In fact, we can see from this much more than that $T\mathbb{S}^2$ is nontrivializable: the Euler characteristic is an obstruction to the trivializability of the tangent bundle of a manifold.  In order for the tangent bundle to be trivializable, we must be able to find $n$ global sections which are a pointwise basis for the tangent spaces.  Each of these sections would be a nonvanishing vector field, which would imply that the Euler characteristic of the manifold is $0$.  
(Note that, as Jason DeVito points out below, a zero Euler characteristic is necessary but not sufficient for a trivializable tangent bundle.)

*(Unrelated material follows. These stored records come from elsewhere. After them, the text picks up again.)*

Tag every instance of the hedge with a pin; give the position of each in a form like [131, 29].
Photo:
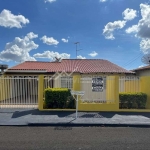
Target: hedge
[60, 98]
[133, 100]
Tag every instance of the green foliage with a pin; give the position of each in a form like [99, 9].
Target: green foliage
[58, 98]
[133, 100]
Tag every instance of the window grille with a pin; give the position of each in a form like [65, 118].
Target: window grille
[67, 82]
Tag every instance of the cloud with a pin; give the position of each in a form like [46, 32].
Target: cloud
[129, 14]
[9, 20]
[142, 29]
[93, 54]
[103, 1]
[145, 46]
[141, 66]
[50, 1]
[19, 49]
[51, 55]
[132, 29]
[111, 26]
[31, 35]
[64, 40]
[80, 57]
[49, 40]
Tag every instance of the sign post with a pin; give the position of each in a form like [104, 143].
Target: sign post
[77, 94]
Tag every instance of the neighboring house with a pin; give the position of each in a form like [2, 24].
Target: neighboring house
[62, 71]
[142, 71]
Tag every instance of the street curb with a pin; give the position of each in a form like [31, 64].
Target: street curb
[88, 125]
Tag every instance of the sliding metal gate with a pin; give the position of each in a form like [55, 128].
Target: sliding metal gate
[19, 92]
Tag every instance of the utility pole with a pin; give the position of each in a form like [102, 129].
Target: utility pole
[77, 48]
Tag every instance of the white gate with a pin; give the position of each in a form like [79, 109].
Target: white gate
[19, 92]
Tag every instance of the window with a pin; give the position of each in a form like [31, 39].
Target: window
[67, 82]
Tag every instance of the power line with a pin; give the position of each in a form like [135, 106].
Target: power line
[132, 60]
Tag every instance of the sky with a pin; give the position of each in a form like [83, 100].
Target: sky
[40, 30]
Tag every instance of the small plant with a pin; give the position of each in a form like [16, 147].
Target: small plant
[58, 98]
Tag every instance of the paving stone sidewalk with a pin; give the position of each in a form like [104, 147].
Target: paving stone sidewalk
[35, 117]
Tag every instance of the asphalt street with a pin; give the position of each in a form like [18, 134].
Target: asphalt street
[74, 138]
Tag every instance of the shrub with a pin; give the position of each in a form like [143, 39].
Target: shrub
[58, 98]
[132, 100]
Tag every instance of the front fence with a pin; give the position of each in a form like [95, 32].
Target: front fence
[19, 92]
[22, 91]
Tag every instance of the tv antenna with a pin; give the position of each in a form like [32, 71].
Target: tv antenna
[77, 48]
[146, 59]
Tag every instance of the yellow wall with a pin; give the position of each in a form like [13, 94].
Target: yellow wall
[145, 88]
[112, 88]
[40, 92]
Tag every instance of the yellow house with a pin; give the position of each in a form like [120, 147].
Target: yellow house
[98, 78]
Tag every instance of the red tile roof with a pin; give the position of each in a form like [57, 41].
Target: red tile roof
[69, 65]
[142, 68]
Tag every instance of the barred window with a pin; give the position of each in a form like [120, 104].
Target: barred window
[67, 82]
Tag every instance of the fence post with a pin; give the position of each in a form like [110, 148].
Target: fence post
[76, 83]
[116, 91]
[40, 91]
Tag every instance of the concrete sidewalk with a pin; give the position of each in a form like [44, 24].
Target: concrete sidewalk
[35, 117]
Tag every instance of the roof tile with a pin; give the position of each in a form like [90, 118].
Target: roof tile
[70, 65]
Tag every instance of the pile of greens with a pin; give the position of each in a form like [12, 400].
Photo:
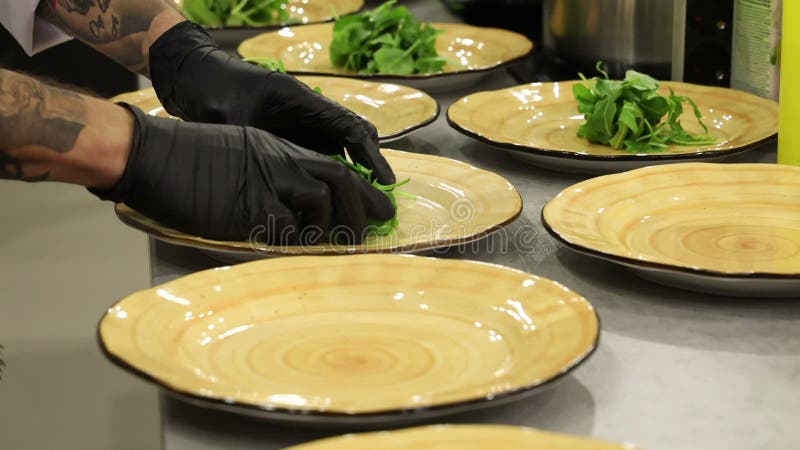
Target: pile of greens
[386, 40]
[377, 227]
[628, 114]
[253, 13]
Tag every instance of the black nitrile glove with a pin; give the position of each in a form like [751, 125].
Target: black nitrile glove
[198, 82]
[223, 181]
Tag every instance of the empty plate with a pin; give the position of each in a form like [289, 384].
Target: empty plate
[394, 110]
[539, 121]
[472, 50]
[454, 203]
[725, 229]
[351, 340]
[460, 437]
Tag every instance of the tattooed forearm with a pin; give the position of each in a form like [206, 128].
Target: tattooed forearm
[35, 117]
[120, 29]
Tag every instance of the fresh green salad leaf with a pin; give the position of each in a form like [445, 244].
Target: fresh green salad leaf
[631, 114]
[387, 40]
[253, 13]
[377, 227]
[275, 65]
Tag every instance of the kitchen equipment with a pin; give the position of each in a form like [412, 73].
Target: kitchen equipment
[682, 40]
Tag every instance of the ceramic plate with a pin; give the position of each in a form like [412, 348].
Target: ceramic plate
[304, 50]
[308, 11]
[726, 229]
[460, 437]
[455, 204]
[539, 122]
[352, 339]
[394, 110]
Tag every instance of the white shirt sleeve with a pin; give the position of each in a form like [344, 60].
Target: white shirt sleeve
[32, 33]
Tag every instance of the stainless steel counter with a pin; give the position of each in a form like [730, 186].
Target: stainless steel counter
[674, 370]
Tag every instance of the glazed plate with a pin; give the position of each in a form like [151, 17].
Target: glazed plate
[538, 122]
[308, 11]
[455, 204]
[724, 229]
[352, 340]
[460, 437]
[473, 50]
[394, 110]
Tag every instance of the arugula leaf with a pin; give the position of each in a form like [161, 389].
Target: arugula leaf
[631, 114]
[386, 40]
[255, 13]
[377, 227]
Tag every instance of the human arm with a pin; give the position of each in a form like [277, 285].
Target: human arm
[216, 181]
[199, 82]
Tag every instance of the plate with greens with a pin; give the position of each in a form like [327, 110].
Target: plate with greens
[390, 43]
[440, 203]
[395, 110]
[601, 126]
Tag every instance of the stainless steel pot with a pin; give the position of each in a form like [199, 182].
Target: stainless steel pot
[621, 33]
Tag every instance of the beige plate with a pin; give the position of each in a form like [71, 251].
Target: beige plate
[729, 229]
[352, 339]
[455, 204]
[540, 122]
[394, 110]
[460, 437]
[310, 11]
[304, 50]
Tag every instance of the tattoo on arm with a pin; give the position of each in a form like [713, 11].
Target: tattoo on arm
[35, 115]
[116, 28]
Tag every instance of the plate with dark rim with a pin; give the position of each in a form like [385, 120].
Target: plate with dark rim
[450, 203]
[474, 52]
[460, 437]
[538, 122]
[723, 229]
[395, 110]
[352, 340]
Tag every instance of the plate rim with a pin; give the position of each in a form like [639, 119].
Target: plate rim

This is an edited response to your attempt to trivialize $T\mathbb{S}^2$.  Let's be a little more concrete: represent $\mathbb{S}^2$ as $\widehat{\mathbb{C}}$.  Charts are the identity $\widehat{\mathbb{C}}-\{\infty\}\to\mathbb{C}$, and inversion $\widehat{\mathbb{C}}-\{0\}\to\mathbb{C}$ where $p\mapsto \frac{1}{p}$.  (We define $\frac{1}{\infty}=0$).  Note that transition maps are given by inversion, $w = z^{-1}$.
Each of these neighborhoods is a trivialization of $T\mathbb{S}^2$, so in each of them we can represent a tangent vector as $(v,z)$ where $v$ is the vector and $z$ is the basepoint.  Let's start with $\mathbb{C}$.  Define on this neighborhood $F(v,z) = (v,z)$.  This takes care of the map $F$ for all of $\widehat{\mathbb{C}}-\{\infty\}$.

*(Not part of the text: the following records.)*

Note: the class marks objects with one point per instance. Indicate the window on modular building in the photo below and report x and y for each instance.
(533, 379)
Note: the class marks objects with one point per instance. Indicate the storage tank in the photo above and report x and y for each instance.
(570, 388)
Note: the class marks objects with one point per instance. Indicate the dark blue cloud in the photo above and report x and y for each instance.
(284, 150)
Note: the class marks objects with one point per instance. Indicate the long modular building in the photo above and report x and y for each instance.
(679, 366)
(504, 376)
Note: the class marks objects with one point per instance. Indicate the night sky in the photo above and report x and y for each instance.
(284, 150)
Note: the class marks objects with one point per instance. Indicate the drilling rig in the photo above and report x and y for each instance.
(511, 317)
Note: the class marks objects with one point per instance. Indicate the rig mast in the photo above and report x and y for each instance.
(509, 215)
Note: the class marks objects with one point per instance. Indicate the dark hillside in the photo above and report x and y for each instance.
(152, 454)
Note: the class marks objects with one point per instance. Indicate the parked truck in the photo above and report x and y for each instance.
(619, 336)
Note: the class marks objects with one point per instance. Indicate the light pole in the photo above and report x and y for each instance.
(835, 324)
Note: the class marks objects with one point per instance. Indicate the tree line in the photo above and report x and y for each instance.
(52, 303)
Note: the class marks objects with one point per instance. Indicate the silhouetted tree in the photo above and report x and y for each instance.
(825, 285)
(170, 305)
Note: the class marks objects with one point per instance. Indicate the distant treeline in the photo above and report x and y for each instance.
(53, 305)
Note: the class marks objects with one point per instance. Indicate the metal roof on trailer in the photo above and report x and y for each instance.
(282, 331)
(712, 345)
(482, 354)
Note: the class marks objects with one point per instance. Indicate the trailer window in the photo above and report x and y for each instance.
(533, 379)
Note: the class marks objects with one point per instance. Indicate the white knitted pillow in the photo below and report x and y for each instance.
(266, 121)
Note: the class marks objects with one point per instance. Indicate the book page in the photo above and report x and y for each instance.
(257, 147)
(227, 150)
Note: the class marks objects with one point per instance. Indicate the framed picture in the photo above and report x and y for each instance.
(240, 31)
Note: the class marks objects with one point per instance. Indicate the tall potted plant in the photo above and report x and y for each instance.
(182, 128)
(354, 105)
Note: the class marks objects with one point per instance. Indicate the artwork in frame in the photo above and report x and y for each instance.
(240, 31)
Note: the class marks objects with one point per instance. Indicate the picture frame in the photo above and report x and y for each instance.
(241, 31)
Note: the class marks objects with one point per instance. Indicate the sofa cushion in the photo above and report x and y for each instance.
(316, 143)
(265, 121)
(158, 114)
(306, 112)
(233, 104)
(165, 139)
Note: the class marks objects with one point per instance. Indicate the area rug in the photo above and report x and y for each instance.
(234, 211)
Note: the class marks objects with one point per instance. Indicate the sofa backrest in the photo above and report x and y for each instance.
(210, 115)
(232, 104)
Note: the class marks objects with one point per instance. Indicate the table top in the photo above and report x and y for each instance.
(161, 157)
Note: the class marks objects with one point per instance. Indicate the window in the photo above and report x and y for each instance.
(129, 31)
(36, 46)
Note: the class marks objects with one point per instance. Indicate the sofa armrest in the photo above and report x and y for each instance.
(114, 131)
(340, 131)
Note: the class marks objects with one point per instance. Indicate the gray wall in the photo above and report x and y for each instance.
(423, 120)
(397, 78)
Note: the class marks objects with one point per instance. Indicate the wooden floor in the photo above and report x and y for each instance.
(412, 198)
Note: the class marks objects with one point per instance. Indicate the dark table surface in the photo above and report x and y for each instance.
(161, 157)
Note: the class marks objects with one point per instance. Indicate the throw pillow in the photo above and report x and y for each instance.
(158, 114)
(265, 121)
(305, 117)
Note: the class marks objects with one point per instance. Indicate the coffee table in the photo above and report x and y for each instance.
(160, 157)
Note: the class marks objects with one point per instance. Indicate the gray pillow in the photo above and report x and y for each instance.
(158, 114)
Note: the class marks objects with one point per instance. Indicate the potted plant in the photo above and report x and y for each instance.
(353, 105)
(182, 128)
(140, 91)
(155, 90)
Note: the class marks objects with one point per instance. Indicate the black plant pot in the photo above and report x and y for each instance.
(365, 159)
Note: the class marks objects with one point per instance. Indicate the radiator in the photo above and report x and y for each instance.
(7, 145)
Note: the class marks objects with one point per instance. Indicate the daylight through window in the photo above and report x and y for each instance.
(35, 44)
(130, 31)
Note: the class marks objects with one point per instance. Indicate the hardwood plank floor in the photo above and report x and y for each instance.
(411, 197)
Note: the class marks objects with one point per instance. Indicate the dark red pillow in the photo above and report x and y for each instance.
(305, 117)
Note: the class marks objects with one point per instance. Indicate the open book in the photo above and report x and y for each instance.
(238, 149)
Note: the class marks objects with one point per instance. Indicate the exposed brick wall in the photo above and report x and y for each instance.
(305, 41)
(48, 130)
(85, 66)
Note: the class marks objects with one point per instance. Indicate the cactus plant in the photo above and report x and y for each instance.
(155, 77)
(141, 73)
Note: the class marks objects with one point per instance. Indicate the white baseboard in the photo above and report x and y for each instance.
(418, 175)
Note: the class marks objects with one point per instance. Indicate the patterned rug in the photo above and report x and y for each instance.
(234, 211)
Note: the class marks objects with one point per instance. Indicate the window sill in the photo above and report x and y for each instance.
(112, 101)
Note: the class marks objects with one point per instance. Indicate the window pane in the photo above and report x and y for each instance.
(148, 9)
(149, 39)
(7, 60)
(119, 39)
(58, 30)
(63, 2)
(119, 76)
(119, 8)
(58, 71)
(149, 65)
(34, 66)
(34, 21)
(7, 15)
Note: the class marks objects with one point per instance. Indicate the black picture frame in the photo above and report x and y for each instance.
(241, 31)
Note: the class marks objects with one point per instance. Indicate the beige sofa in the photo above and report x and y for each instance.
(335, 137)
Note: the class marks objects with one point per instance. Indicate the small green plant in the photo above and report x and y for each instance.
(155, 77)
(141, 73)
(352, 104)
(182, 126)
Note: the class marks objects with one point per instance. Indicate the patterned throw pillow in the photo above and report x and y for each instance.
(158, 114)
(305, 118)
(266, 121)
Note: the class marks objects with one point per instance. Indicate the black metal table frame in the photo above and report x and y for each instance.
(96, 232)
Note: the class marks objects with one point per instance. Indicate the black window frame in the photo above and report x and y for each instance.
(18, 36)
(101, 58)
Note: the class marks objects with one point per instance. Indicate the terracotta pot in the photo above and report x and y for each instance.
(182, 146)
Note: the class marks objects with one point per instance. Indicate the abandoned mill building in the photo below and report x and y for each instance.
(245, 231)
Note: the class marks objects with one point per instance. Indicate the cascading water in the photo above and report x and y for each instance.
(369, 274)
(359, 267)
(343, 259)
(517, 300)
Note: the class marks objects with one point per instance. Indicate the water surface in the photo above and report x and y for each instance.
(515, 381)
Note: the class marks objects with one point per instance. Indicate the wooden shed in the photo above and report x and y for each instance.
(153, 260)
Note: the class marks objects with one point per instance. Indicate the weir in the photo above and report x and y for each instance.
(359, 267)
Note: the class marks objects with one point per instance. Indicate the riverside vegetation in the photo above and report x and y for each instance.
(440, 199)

To extend to infinity, we need to define $F$ on $\widehat{\mathbb{C}}-\{0\}$ so that it agrees with the definition we have given on $\mathbb{C}$.  Note that the differential of the transition function $\frac{1}{z}$ is $\frac{-1}{z^2}$.  For every $w\in\widehat{\mathbb{C}}-\{\infty\}$, we need to define $F(v,w) = (\frac{-v}{w^2},w^{-1})$ so that it is well-defined under coordinate changes.
Now how should we define $F(v,\infty)$?  We see the problem: We'll have to map $(v,\infty)\mapsto 0$ in order for $F$ to be continuous at $\infty$.  This prevents $F$ from being an isomorphism on $T_\infty\widehat{\mathbb{C}}$, so it's not possible to use this method to trivialize $F$.  (In fact, it's not possible for reasons discussed above.)